It's part of the way the CRUSH hashing works. Any change to the CRUSH map causes the algorithm to change slightly.
BTW, it's safer to remove OSDs and hosts by first marking the OSDs UP and OUT (ceph osd out OSDID). That will trigger the remapping, while keeping the OSDs in the pool so you have all of your replicas. Your PGs will still be degraded (there are plans to differentiation the "not enough copies" degraded from the "data not in the correct place" degraded), but you'll always have num_replica copies.
If you mark the OSDs OUT, wait for the remapping to finish, and remove the OSDs and host from the CRUSH map, there will still be some data migration.
Ceph is also really good at handling multiple changes in a row. For example, I had to reformat all of my OSDs because I chose my mkfs.xfs parameters poorly. I removed the OSDS, without draining them first, which caused a lot of remapping. I then quickly formatted the OSDs, and put them back in.

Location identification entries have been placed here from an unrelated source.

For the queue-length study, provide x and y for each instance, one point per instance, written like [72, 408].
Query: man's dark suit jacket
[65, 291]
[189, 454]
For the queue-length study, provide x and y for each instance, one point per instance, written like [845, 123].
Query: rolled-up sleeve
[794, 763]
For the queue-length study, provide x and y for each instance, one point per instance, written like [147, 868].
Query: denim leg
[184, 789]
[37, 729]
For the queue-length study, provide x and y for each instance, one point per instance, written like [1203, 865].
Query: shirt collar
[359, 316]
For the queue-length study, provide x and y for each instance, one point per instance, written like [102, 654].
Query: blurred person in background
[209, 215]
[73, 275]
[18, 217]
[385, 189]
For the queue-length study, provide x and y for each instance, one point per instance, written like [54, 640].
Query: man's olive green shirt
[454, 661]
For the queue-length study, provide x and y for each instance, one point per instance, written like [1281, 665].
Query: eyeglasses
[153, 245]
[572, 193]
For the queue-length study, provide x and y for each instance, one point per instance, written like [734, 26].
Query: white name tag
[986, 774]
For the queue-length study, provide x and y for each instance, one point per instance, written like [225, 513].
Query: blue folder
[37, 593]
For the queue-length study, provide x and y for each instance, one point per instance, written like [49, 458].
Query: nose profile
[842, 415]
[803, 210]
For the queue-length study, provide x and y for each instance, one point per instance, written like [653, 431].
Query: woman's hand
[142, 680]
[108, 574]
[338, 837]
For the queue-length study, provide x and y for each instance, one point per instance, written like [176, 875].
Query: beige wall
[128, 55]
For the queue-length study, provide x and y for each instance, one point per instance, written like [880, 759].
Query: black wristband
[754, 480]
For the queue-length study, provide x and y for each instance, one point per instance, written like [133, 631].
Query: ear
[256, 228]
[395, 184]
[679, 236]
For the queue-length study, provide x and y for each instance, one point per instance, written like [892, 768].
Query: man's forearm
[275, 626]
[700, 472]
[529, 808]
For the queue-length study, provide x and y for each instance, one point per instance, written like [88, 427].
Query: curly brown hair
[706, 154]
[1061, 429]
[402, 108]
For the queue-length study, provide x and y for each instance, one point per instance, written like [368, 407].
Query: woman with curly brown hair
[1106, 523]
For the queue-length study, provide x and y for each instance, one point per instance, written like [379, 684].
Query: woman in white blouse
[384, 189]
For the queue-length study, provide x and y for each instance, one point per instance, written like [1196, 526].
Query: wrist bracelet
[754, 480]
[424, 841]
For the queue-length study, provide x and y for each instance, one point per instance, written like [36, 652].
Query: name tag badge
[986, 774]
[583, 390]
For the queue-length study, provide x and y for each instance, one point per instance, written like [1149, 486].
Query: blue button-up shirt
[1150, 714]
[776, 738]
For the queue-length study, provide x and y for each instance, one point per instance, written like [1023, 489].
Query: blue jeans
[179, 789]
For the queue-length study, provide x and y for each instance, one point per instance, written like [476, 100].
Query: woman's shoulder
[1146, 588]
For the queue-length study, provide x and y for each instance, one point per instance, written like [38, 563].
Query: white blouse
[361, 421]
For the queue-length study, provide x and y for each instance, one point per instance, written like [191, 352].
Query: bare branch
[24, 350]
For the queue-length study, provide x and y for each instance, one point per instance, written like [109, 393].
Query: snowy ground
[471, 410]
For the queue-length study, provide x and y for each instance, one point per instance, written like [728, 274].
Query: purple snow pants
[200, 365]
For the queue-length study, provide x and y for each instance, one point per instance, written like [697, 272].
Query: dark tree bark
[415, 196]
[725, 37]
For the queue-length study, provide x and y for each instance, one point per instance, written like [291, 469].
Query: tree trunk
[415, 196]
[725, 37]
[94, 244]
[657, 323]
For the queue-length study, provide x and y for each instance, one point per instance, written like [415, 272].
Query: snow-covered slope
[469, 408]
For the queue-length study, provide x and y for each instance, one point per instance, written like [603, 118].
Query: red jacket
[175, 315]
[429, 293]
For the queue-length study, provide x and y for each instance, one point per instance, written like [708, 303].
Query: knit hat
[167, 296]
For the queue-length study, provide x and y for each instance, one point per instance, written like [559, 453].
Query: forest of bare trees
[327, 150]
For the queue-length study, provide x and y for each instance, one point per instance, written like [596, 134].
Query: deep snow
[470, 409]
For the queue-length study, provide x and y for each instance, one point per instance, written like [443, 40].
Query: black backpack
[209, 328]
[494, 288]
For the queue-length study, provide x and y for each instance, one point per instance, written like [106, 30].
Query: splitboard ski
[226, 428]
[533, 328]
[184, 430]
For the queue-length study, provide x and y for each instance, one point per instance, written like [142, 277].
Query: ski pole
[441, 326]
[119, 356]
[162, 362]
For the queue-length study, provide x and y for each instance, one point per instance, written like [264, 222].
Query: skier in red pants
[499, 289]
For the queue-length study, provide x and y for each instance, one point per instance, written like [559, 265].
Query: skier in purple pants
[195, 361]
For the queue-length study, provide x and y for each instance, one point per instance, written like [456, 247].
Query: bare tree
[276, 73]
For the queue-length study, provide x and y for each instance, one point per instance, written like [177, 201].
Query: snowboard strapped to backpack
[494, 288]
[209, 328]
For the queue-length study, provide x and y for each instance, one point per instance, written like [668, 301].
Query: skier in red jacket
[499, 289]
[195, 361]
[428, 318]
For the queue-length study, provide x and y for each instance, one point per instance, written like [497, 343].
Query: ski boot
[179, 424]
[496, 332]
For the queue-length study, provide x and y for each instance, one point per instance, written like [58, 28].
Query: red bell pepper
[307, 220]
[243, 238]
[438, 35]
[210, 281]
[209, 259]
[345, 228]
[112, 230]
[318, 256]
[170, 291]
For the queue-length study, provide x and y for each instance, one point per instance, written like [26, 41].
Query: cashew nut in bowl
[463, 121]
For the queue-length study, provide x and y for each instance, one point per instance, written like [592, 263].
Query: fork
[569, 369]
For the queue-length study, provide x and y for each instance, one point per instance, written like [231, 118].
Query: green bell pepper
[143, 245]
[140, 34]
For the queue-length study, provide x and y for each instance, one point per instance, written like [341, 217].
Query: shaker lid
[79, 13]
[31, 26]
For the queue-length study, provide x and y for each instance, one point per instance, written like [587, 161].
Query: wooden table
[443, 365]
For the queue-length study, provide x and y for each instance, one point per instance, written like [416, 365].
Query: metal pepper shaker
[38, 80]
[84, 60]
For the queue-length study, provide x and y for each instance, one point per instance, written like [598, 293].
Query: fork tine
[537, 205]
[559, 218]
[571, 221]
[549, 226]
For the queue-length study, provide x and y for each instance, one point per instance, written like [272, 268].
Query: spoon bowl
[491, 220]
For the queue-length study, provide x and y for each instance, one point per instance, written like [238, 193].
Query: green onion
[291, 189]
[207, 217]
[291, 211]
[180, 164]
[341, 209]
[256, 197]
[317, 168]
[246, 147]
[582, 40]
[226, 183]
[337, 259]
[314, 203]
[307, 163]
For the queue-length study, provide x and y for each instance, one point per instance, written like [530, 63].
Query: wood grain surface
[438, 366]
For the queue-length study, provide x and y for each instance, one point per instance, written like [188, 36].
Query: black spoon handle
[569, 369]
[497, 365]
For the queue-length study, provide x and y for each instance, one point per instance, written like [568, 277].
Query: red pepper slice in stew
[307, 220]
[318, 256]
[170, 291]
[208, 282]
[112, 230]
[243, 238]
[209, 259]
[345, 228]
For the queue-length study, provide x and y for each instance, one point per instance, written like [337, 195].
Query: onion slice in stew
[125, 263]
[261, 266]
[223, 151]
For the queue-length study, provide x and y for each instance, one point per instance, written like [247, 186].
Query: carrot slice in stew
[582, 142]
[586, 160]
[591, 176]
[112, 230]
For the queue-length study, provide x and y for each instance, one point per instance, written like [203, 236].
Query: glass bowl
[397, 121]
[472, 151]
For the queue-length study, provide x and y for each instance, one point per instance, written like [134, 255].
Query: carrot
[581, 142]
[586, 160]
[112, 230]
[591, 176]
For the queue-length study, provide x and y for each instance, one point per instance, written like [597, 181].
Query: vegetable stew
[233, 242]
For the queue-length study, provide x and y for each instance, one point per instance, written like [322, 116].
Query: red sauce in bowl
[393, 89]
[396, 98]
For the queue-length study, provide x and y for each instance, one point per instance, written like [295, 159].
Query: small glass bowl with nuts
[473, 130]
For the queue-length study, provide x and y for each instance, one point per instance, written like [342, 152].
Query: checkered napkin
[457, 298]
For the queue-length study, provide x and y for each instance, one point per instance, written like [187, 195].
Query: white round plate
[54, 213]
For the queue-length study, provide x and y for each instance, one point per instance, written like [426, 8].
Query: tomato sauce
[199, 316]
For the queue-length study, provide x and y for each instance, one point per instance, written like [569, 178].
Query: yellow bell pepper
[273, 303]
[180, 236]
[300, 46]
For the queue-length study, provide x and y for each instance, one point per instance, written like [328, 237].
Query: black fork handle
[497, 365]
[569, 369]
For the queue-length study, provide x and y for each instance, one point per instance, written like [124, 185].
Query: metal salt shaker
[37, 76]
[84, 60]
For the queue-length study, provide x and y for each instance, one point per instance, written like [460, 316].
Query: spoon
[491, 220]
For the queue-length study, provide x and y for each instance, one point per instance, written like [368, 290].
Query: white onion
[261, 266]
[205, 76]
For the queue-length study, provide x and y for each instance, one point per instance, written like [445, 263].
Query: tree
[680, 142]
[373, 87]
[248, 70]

The CRUSH map went back to what it started with, and the only remapping required was to re-populate the newly formatted OSDs.
On Wed, Oct 15, 2014 at 9:06 AM, Chad Seys <cwseys@xxxxxxxxxxxxxxxx> wrote:
Hi all,
When I remove all OSDs on a given host, then wait for all objects (PGs?) to
be to be active+clean, then remove the host (ceph osd crush remove hostname),
that causes the objects to shuffle around the cluster again.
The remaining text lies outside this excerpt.